(BUENOS AIRES).- Boca derrotó por 1-0 a San Pablo en La Bombonera, por la ida de los cuartos de final de la Copa Sudamericana. El resultado reflejó una reacción después de un primer tiempo incómodo y dejó al equipo con ventaja para la revancha en el Morumbí. Miguel Merentiel marcó el gol del triunfo y Álvaro Montero tuvo intervenciones decisivas para mantener el arco en cero.
San Pablo manejó mejor los primeros minutos y encontró espacios para acercarse al arco local. Luciano dispuso de una oportunidad clara de cabeza, pero Álvaro Montero respondió y evitó que la visita se pusiera en ventaja. Boca, en cambio, estuvo impreciso y tuvo dificultades para construir ataques con continuidad.
Leandro Paredes comenzó a participar más con el correr del partido y Boca logró equilibrar el desarrollo en el mediocampo. El equipo de Rodolfo Arruabarrena, sin embargo, siguió sin generar demasiadas situaciones de peligro. El empate sin goles al descanso quedó acompañado por una sensación concreta: San Pablo había tenido las ocasiones más importantes de la primera parte.

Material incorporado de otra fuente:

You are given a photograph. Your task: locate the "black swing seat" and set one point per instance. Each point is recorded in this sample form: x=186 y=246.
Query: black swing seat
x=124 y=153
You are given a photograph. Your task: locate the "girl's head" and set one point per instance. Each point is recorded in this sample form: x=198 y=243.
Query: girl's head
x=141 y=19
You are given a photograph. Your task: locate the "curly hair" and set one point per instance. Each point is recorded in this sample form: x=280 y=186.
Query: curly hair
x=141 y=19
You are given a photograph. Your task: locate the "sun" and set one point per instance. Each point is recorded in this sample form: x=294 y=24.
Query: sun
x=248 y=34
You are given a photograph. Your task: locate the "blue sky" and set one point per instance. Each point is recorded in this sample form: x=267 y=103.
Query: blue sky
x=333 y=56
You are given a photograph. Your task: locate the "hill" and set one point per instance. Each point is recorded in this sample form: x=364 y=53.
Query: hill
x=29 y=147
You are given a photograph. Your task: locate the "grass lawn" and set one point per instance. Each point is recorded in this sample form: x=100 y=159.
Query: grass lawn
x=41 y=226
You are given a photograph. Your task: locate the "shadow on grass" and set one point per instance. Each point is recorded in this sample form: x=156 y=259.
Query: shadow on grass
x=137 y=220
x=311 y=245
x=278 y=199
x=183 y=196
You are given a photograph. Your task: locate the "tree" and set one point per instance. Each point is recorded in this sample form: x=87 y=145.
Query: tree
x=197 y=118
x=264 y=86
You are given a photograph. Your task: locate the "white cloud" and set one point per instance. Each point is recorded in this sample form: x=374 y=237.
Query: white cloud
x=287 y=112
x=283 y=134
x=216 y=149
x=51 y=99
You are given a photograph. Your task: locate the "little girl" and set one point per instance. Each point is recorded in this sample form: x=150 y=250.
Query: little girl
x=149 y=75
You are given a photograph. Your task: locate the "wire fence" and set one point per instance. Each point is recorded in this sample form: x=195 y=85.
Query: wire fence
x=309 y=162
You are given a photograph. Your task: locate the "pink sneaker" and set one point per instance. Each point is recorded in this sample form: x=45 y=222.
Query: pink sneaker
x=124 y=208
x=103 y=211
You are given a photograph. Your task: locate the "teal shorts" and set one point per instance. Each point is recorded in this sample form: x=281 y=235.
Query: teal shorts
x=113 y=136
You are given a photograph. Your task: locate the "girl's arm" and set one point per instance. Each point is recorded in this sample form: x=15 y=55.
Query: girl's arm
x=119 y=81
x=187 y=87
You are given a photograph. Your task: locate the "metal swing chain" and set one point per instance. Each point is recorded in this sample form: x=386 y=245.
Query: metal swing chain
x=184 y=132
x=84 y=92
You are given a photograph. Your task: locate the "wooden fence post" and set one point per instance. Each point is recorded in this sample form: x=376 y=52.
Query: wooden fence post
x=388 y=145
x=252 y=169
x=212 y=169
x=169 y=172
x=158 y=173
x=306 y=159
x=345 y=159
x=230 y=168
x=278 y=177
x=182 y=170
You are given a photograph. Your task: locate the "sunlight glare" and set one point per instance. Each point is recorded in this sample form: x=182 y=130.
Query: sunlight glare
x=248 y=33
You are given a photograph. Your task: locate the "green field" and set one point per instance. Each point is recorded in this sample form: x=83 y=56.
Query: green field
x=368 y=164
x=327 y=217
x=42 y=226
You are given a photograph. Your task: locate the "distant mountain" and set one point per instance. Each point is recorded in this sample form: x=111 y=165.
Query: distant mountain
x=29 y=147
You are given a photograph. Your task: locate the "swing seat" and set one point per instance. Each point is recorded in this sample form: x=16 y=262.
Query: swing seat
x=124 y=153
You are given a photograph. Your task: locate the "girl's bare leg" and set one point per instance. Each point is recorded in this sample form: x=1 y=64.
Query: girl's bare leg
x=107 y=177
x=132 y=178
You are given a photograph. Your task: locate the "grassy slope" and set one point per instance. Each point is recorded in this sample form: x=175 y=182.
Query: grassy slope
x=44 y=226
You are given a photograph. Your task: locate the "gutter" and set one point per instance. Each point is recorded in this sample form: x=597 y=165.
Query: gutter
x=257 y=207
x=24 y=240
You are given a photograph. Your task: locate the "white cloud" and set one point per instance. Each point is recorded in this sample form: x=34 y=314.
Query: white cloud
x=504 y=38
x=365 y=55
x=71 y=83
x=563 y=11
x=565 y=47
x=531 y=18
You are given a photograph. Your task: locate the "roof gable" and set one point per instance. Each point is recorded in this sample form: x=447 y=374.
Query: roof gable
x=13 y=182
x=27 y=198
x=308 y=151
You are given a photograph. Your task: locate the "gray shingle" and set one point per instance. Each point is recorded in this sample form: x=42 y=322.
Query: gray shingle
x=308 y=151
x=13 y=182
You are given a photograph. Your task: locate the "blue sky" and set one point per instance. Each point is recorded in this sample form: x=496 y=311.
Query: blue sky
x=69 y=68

La Bombonera modificó el escenario durante el complemento. El equipo salió con mayor decisión, adelantó sus líneas y presionó más arriba, mientras el público acompañó cada recuperación y cada avance. Esa combinación entre una actitud renovada y el empuje del estadio permitió que Boca jugara más cerca del área brasileña.
La presión de Boca también obligó a San Pablo a replegarse durante varios pasajes del segundo tiempo. El equipo argentino encontró más continuidad para avanzar por los costados y pudo sostener la intensidad después de ponerse en ventaja, sin conceder una ocasión inmediata que modificara el desarrollo.
Lautaro Blanco inició la acción del gol desde la izquierda y envió el centro hacia el área. Miguel Merentiel controló, superó la marca y definió ante Rafael. El arquero brasileño contuvo el primer remate, pero la pelota quedó suelta y el delantero uruguayo volvió a aparecer para empujarla y establecer el 1-0.
San Pablo intentó reaccionar después del gol y consiguió algunas aproximaciones. Montero volvió a responder con seguridad, mientras Calleri tuvo una oportunidad para igualar que no pudo aprovechar. Boca sostuvo la ventaja, mantuvo el arco en cero y cerró un partido que había comenzado con dificultades.
El cierre encontró a Boca más ordenado para administrar la diferencia. San Pablo buscó avanzar en los minutos finales, pero no logró transformar sus intentos en el empate. La actuación de Montero volvió a ser determinante para que el equipo llegara a Brasil con una ventaja y sin goles recibidos.
La serie quedó abierta, pero el resultado le da a Boca una condición favorable para el partido de vuelta: un empate en Brasil le alcanzará para clasificarse a las semifinales. San Pablo deberá ganar por dos goles para avanzar directamente, mientras que una victoria por un tanto llevará la definición a los penales.